TWILIGHT would suggest dropping aspirin, whereas the current study supports dropping the P2Y12 inhibitor (clopidogrel, ticagrelor, or prasugrel). There’s also the question of which P2Y12 inhibitor to use and when.
Answers were mixed, but several panelists noted that views on aspirin are shifting.
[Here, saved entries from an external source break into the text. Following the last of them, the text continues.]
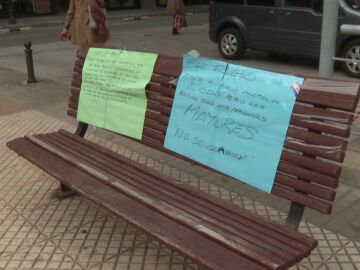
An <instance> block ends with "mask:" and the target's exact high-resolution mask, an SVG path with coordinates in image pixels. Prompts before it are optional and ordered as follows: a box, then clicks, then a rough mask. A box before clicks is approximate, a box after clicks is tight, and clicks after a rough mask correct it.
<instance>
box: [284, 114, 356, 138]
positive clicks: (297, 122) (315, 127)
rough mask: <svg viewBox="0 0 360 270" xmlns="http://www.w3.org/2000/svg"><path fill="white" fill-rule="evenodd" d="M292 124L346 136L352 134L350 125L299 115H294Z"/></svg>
mask: <svg viewBox="0 0 360 270" xmlns="http://www.w3.org/2000/svg"><path fill="white" fill-rule="evenodd" d="M290 124H291V125H294V126H298V127H303V128H308V129H310V130H312V131H319V132H323V133H328V134H331V135H335V136H340V137H344V138H348V137H349V136H350V126H344V125H340V124H330V123H324V122H319V121H316V120H312V119H309V118H306V117H302V116H299V115H292V116H291V120H290Z"/></svg>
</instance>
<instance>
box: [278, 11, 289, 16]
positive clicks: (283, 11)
mask: <svg viewBox="0 0 360 270" xmlns="http://www.w3.org/2000/svg"><path fill="white" fill-rule="evenodd" d="M291 14H292V13H291V12H290V11H282V12H280V15H282V16H289V15H291Z"/></svg>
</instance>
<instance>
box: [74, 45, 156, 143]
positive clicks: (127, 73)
mask: <svg viewBox="0 0 360 270" xmlns="http://www.w3.org/2000/svg"><path fill="white" fill-rule="evenodd" d="M156 59H157V54H151V53H140V52H130V51H125V50H114V49H99V48H91V49H90V50H89V52H88V55H87V57H86V60H85V64H84V67H83V72H82V84H81V92H80V99H79V105H78V112H77V119H78V120H79V121H81V122H85V123H88V124H90V125H94V126H97V127H101V128H105V129H108V130H111V131H114V132H117V133H120V134H123V135H126V136H129V137H133V138H136V139H141V138H142V132H143V128H144V120H145V112H146V105H147V100H146V95H145V86H146V85H147V84H148V83H149V81H150V79H151V75H152V73H153V69H154V65H155V61H156Z"/></svg>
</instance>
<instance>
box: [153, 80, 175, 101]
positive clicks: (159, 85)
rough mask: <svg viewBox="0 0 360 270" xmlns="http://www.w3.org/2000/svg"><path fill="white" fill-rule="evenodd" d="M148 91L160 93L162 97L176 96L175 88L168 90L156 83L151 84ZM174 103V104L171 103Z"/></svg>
mask: <svg viewBox="0 0 360 270" xmlns="http://www.w3.org/2000/svg"><path fill="white" fill-rule="evenodd" d="M147 91H151V92H155V93H159V94H161V95H162V96H165V97H170V98H173V97H174V95H175V89H174V88H168V87H164V86H161V85H158V84H156V83H153V82H150V83H149V84H148V86H147ZM171 103H172V102H171Z"/></svg>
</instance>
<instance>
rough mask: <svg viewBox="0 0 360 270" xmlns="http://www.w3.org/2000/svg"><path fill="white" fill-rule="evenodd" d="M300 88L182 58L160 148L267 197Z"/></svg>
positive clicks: (287, 78) (220, 67) (291, 79)
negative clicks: (299, 88)
mask: <svg viewBox="0 0 360 270" xmlns="http://www.w3.org/2000/svg"><path fill="white" fill-rule="evenodd" d="M302 83H303V78H299V77H294V76H288V75H283V74H277V73H273V72H268V71H263V70H259V69H253V68H247V67H244V66H238V65H232V64H227V63H225V62H221V61H214V60H209V59H206V58H198V57H192V56H189V55H184V62H183V72H182V74H181V76H180V78H179V81H178V84H177V88H176V94H175V98H174V103H173V108H172V112H171V116H170V122H169V126H168V129H167V133H166V138H165V147H166V148H168V149H170V150H172V151H174V152H176V153H179V154H181V155H183V156H186V157H189V158H191V159H193V160H196V161H198V162H200V163H202V164H204V165H206V166H209V167H211V168H214V169H216V170H218V171H221V172H223V173H224V174H227V175H230V176H232V177H234V178H236V179H238V180H240V181H242V182H245V183H247V184H250V185H252V186H255V187H257V188H259V189H261V190H263V191H266V192H271V189H272V186H273V183H274V179H275V174H276V170H277V167H278V164H279V161H280V155H281V152H282V149H283V146H284V141H285V137H286V132H287V129H288V126H289V121H290V117H291V113H292V110H293V107H294V104H295V100H296V94H297V91H296V89H298V87H297V86H298V85H301V84H302Z"/></svg>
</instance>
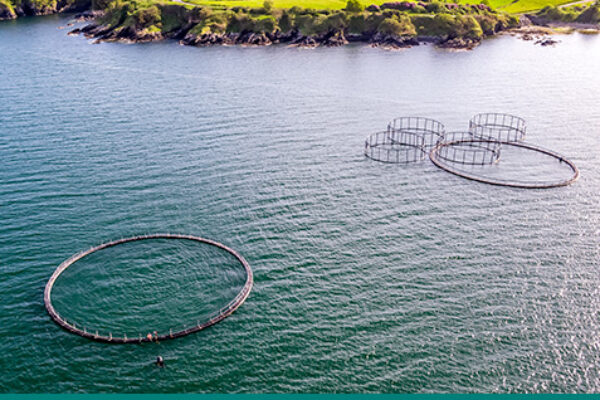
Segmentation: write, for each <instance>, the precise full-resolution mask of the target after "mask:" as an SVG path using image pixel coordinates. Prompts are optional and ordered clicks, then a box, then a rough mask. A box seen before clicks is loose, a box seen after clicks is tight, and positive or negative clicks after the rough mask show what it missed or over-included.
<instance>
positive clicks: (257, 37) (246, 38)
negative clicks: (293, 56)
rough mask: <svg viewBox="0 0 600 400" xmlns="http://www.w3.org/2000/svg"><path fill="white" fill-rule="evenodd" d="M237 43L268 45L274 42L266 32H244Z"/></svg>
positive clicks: (239, 43)
mask: <svg viewBox="0 0 600 400" xmlns="http://www.w3.org/2000/svg"><path fill="white" fill-rule="evenodd" d="M235 43H236V44H241V45H245V46H268V45H270V44H271V43H272V42H271V39H269V38H268V37H267V35H265V34H264V33H254V32H243V33H242V34H241V35H239V36H238V38H237V40H236V41H235Z"/></svg>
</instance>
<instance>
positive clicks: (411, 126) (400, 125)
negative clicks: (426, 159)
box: [388, 117, 445, 153]
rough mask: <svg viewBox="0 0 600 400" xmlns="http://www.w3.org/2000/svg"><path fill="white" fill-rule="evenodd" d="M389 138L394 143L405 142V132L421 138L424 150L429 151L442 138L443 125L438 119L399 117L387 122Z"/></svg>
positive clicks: (443, 125) (443, 129) (427, 151)
mask: <svg viewBox="0 0 600 400" xmlns="http://www.w3.org/2000/svg"><path fill="white" fill-rule="evenodd" d="M388 132H389V133H390V140H391V141H392V142H394V143H399V144H403V143H405V139H406V136H405V134H412V135H416V136H420V137H422V138H423V147H424V150H425V151H426V152H427V153H429V151H430V150H431V149H432V148H433V147H435V146H436V145H437V144H438V143H439V142H440V141H441V140H443V139H444V133H445V127H444V124H442V123H441V122H439V121H436V120H435V119H431V118H425V117H399V118H394V119H393V120H392V121H391V122H390V123H389V124H388Z"/></svg>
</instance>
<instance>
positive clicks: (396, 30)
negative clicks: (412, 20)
mask: <svg viewBox="0 0 600 400" xmlns="http://www.w3.org/2000/svg"><path fill="white" fill-rule="evenodd" d="M377 31H378V32H381V33H384V34H387V35H395V36H403V35H415V34H416V31H415V27H414V25H413V24H412V23H411V22H410V19H409V18H408V17H406V16H403V17H401V18H400V19H399V20H398V19H395V18H386V19H384V20H383V21H381V23H380V24H379V26H378V27H377Z"/></svg>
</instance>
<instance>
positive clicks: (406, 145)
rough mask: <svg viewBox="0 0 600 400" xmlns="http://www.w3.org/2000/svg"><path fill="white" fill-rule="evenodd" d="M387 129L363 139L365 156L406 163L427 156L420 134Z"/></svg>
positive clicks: (385, 160) (423, 142) (382, 161)
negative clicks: (389, 129) (364, 148)
mask: <svg viewBox="0 0 600 400" xmlns="http://www.w3.org/2000/svg"><path fill="white" fill-rule="evenodd" d="M394 139H395V140H392V137H391V134H390V132H389V131H383V132H377V133H373V134H372V135H370V136H369V137H367V140H366V141H365V156H367V157H369V158H371V159H373V160H375V161H381V162H387V163H394V164H408V163H413V162H418V161H422V160H424V159H425V157H426V156H427V152H426V151H425V148H424V138H423V136H422V135H420V134H417V133H413V132H395V133H394Z"/></svg>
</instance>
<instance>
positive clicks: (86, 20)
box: [73, 10, 104, 22]
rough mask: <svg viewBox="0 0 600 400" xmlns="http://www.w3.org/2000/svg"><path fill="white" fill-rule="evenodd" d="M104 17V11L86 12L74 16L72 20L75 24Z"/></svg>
mask: <svg viewBox="0 0 600 400" xmlns="http://www.w3.org/2000/svg"><path fill="white" fill-rule="evenodd" d="M103 15H104V11H92V10H87V11H84V12H81V13H79V14H75V16H74V17H73V19H74V20H75V21H77V22H85V21H91V20H94V19H96V18H98V17H101V16H103Z"/></svg>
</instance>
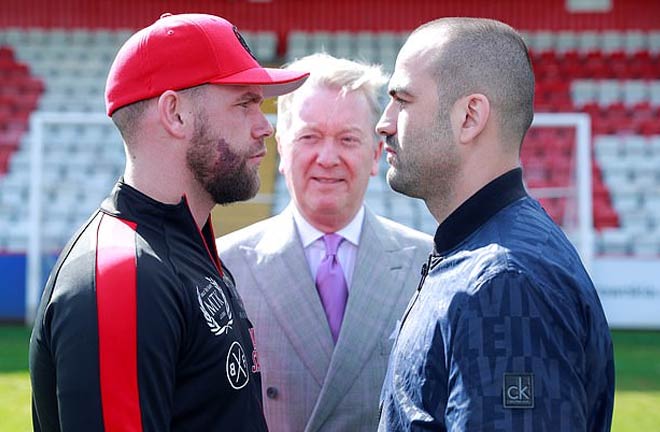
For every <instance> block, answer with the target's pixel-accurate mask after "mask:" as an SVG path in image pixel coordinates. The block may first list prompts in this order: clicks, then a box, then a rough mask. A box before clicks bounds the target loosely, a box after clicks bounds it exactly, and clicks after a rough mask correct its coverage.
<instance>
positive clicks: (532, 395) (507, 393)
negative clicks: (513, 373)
mask: <svg viewBox="0 0 660 432" xmlns="http://www.w3.org/2000/svg"><path fill="white" fill-rule="evenodd" d="M502 391H503V396H502V400H503V404H504V408H534V374H504V386H503V389H502Z"/></svg>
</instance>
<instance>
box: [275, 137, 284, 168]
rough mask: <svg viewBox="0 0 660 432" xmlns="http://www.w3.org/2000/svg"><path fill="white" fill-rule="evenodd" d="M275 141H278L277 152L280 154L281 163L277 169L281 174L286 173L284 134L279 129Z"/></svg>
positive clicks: (280, 162)
mask: <svg viewBox="0 0 660 432" xmlns="http://www.w3.org/2000/svg"><path fill="white" fill-rule="evenodd" d="M275 142H276V143H277V154H278V155H279V156H280V163H279V165H278V167H277V170H278V171H279V172H280V174H282V175H284V153H282V146H283V144H282V136H281V135H280V132H279V131H276V132H275Z"/></svg>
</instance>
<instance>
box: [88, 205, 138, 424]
mask: <svg viewBox="0 0 660 432" xmlns="http://www.w3.org/2000/svg"><path fill="white" fill-rule="evenodd" d="M136 226H137V224H135V223H132V222H128V221H125V220H122V219H119V218H116V217H113V216H108V215H104V216H103V218H102V219H101V223H100V224H99V230H98V243H97V251H96V305H97V314H98V331H99V370H100V381H101V405H102V408H103V423H104V426H105V430H106V431H142V413H141V411H140V397H139V390H138V373H137V301H136V283H137V278H136V265H137V262H136V260H137V257H136V252H135V250H136V249H135V248H136V245H135V229H136Z"/></svg>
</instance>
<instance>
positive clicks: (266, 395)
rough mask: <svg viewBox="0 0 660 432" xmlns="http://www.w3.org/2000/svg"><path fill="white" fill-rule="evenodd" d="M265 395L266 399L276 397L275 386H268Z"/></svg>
mask: <svg viewBox="0 0 660 432" xmlns="http://www.w3.org/2000/svg"><path fill="white" fill-rule="evenodd" d="M266 396H268V399H275V398H277V387H268V388H267V389H266Z"/></svg>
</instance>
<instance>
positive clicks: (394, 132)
mask: <svg viewBox="0 0 660 432" xmlns="http://www.w3.org/2000/svg"><path fill="white" fill-rule="evenodd" d="M395 111H396V108H395V107H394V104H393V103H392V101H390V102H389V103H388V104H387V106H386V107H385V111H383V114H382V115H381V116H380V120H378V124H376V133H377V134H379V135H384V136H390V135H396V113H395Z"/></svg>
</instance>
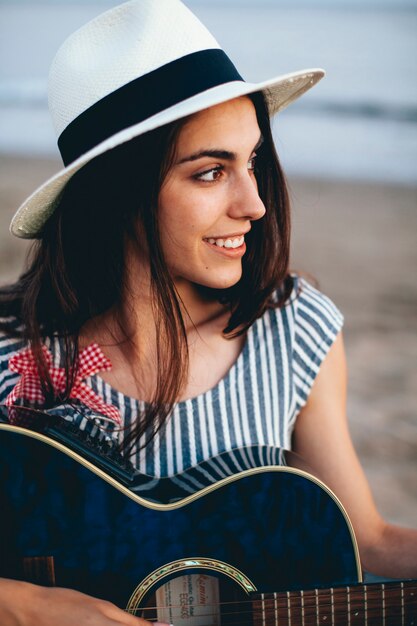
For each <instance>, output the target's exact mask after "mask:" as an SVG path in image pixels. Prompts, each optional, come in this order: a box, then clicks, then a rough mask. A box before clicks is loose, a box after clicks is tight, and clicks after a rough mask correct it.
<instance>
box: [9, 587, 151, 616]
mask: <svg viewBox="0 0 417 626" xmlns="http://www.w3.org/2000/svg"><path fill="white" fill-rule="evenodd" d="M0 624H2V626H57V624H59V626H149V624H150V622H147V621H146V620H144V619H141V618H139V617H135V616H134V615H131V614H130V613H126V612H125V611H122V610H121V609H119V608H118V607H117V606H115V605H114V604H112V603H111V602H107V601H105V600H99V599H97V598H92V597H90V596H87V595H85V594H84V593H80V592H79V591H73V590H72V589H62V588H60V587H40V586H38V585H32V584H29V583H24V582H19V581H15V580H6V579H0ZM155 624H158V622H156V623H155V622H153V626H155Z"/></svg>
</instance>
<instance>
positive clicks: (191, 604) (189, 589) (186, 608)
mask: <svg viewBox="0 0 417 626" xmlns="http://www.w3.org/2000/svg"><path fill="white" fill-rule="evenodd" d="M141 616H142V617H143V618H144V619H147V620H149V621H159V622H165V623H167V624H174V625H175V626H237V625H239V626H244V625H245V624H248V625H249V624H252V623H253V622H252V604H251V602H250V599H249V596H248V595H247V594H246V593H245V591H244V590H243V589H242V588H241V587H240V586H239V585H238V584H237V583H235V582H234V581H232V580H231V579H229V578H226V577H223V576H221V575H220V576H219V577H217V576H213V575H212V574H207V573H205V572H201V573H193V574H183V575H181V576H177V577H175V578H172V579H171V580H169V581H168V582H165V583H164V584H162V585H161V586H159V587H158V588H157V589H156V591H155V593H152V594H151V596H150V597H149V598H148V601H147V602H146V606H145V607H143V609H142V613H141Z"/></svg>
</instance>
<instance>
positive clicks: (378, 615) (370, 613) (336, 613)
mask: <svg viewBox="0 0 417 626" xmlns="http://www.w3.org/2000/svg"><path fill="white" fill-rule="evenodd" d="M329 606H330V605H329ZM280 608H282V609H283V614H284V615H286V614H287V613H288V606H287V605H286V606H283V607H280ZM308 608H312V609H314V608H315V607H313V606H312V607H308ZM320 608H322V607H320ZM396 608H398V612H394V611H393V610H390V615H388V617H389V618H395V617H399V616H401V615H402V612H401V607H396ZM259 611H260V609H259ZM376 611H377V614H376V613H375V612H376ZM291 612H292V616H293V618H295V619H296V618H298V617H301V607H294V606H291ZM297 612H298V615H297ZM130 613H132V611H130ZM256 613H257V611H256V609H255V610H254V611H236V612H230V613H227V612H226V613H222V614H221V617H222V618H225V617H229V618H233V617H235V618H236V619H237V618H239V625H242V626H243V624H242V621H241V620H242V616H248V618H249V617H250V618H251V621H250V622H248V623H250V624H253V621H252V620H253V616H254V614H255V615H256ZM362 613H364V611H361V610H360V609H358V608H357V607H353V608H352V610H351V614H352V615H357V616H361V615H362ZM217 615H218V613H202V614H200V615H196V616H195V617H196V618H202V617H205V618H209V617H216V616H217ZM262 615H263V616H264V617H265V618H266V619H269V618H272V619H275V616H276V612H275V610H270V611H264V610H262ZM316 615H317V612H316V611H315V610H314V611H305V612H304V618H305V619H308V618H310V617H315V616H316ZM367 615H368V617H370V618H371V619H372V618H373V617H375V616H376V617H380V616H381V607H380V606H378V607H374V608H372V609H369V608H368V610H367ZM345 616H346V611H343V613H339V614H338V613H337V612H336V613H335V618H340V617H345ZM278 617H280V615H279V614H278ZM173 618H174V619H175V615H174V616H173ZM145 619H146V618H145ZM243 619H245V618H244V617H243ZM148 621H153V620H152V619H149V620H148Z"/></svg>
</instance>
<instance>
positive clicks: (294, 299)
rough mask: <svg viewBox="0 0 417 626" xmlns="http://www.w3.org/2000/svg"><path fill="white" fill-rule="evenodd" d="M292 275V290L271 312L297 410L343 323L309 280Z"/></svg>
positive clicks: (328, 301)
mask: <svg viewBox="0 0 417 626" xmlns="http://www.w3.org/2000/svg"><path fill="white" fill-rule="evenodd" d="M292 278H293V284H292V290H291V293H290V295H289V297H288V299H287V301H286V303H285V304H284V305H283V306H281V307H280V308H278V309H275V310H274V313H275V316H276V320H277V324H276V325H277V328H278V329H279V330H280V336H279V338H278V340H279V341H278V343H279V345H282V344H284V345H286V353H287V354H288V355H289V358H290V361H291V364H292V365H291V367H292V372H293V381H294V387H295V398H296V404H297V411H299V410H300V409H301V407H302V406H304V404H305V403H306V401H307V398H308V395H309V393H310V390H311V388H312V386H313V383H314V380H315V378H316V376H317V374H318V372H319V369H320V366H321V364H322V363H323V361H324V359H325V358H326V355H327V353H328V352H329V350H330V348H331V346H332V345H333V343H334V341H335V340H336V337H337V336H338V334H339V332H340V330H341V328H342V326H343V315H342V314H341V312H340V311H339V309H338V307H337V306H336V304H335V303H334V302H333V301H332V300H331V299H330V298H329V297H328V296H327V295H325V294H324V293H322V292H321V291H320V290H319V289H317V287H315V286H313V285H312V284H311V282H309V281H308V280H306V279H305V278H304V277H302V276H299V275H293V276H292ZM282 338H283V339H282Z"/></svg>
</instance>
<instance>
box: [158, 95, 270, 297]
mask: <svg viewBox="0 0 417 626" xmlns="http://www.w3.org/2000/svg"><path fill="white" fill-rule="evenodd" d="M260 142H261V133H260V130H259V126H258V122H257V119H256V112H255V107H254V105H253V103H252V102H251V100H249V99H248V98H237V99H235V100H231V101H229V102H227V103H225V104H220V105H217V106H214V107H212V108H210V109H207V110H205V111H201V112H200V113H197V114H196V115H194V116H193V117H192V118H190V120H189V121H188V122H187V123H186V124H185V125H184V126H183V128H182V129H181V131H180V133H179V137H178V141H177V146H176V157H175V160H174V164H173V166H172V167H171V169H170V170H169V172H168V175H167V177H166V179H165V181H164V183H163V185H162V188H161V191H160V195H159V224H160V233H161V242H162V249H163V252H164V256H165V260H166V263H167V265H168V268H169V270H170V271H171V273H172V276H173V278H174V281H175V283H176V286H177V288H180V287H181V283H183V282H184V281H186V282H188V283H197V284H199V285H204V286H206V287H212V288H217V289H223V288H226V287H231V286H232V285H234V284H235V283H236V282H237V281H238V280H239V279H240V277H241V274H242V257H243V255H244V254H245V251H246V245H245V241H244V238H245V235H246V233H247V232H248V231H249V230H250V228H251V225H252V222H253V221H254V220H258V219H260V218H261V217H262V216H263V215H264V214H265V207H264V205H263V202H262V201H261V199H260V197H259V195H258V189H257V184H256V179H255V174H254V166H255V159H256V148H257V146H259V145H260Z"/></svg>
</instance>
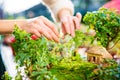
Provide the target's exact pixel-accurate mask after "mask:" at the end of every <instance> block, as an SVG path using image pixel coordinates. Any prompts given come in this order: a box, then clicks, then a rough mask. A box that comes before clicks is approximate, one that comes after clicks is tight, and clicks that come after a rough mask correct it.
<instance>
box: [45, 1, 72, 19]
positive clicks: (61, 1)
mask: <svg viewBox="0 0 120 80" xmlns="http://www.w3.org/2000/svg"><path fill="white" fill-rule="evenodd" d="M43 1H44V2H45V3H46V4H47V5H48V6H49V7H50V8H51V10H52V12H53V13H54V15H55V17H56V19H57V20H58V21H59V20H60V18H59V14H60V13H61V11H63V10H66V11H68V12H69V13H70V14H71V15H73V13H74V7H73V4H72V2H71V1H70V0H43Z"/></svg>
Robert Harrington, MD (Stanford University School of Medicine, CA), for instance, said, “We’ve moved from a time where taking away aspirin was thought to be sacrilegious, because it was largely based on belief over data, to an era where we can see taking away aspirin and going with a P2Y12 inhibitor.”
This change is particularly startling given how long aspirin has been a mainstay of medicine, Vijay Kunandian, MBBS (Newcastle University, England), pointed out. “Aspirin has been around since the late 1800s, I believe.”
In her own view, Kunandian said, clopidogrel would be the best way to go, particularly in elderly patients. She pointed out that in TWILIGHT, which tested a more potent antiplatelet, the mean age was 65 years.
Note: Kirtane is a faculty member of the Cardiovascular Research Foundation, the publisher of TCTMD.
Kirtane AJ. EVOLVE Short DAPT: a single arm study of 3-month DAPT in patients at high bleeding risk treated with a bioabsorbable polymer-based everolimus-eluting stent. Presented at: TCT 2019. September 26, 2019. San Francisco, CA.
- Kirtane reports receiving institutional funding to Columbia University and/or the Cardiovascular Research Foundation from Medtronic, Boston Scientific Corporation, Abbott Vascular, Abiomed, CSI, CathWorks, Siemens, Philips, and ReCor Medical.
- The study was funded by Boston Scientific.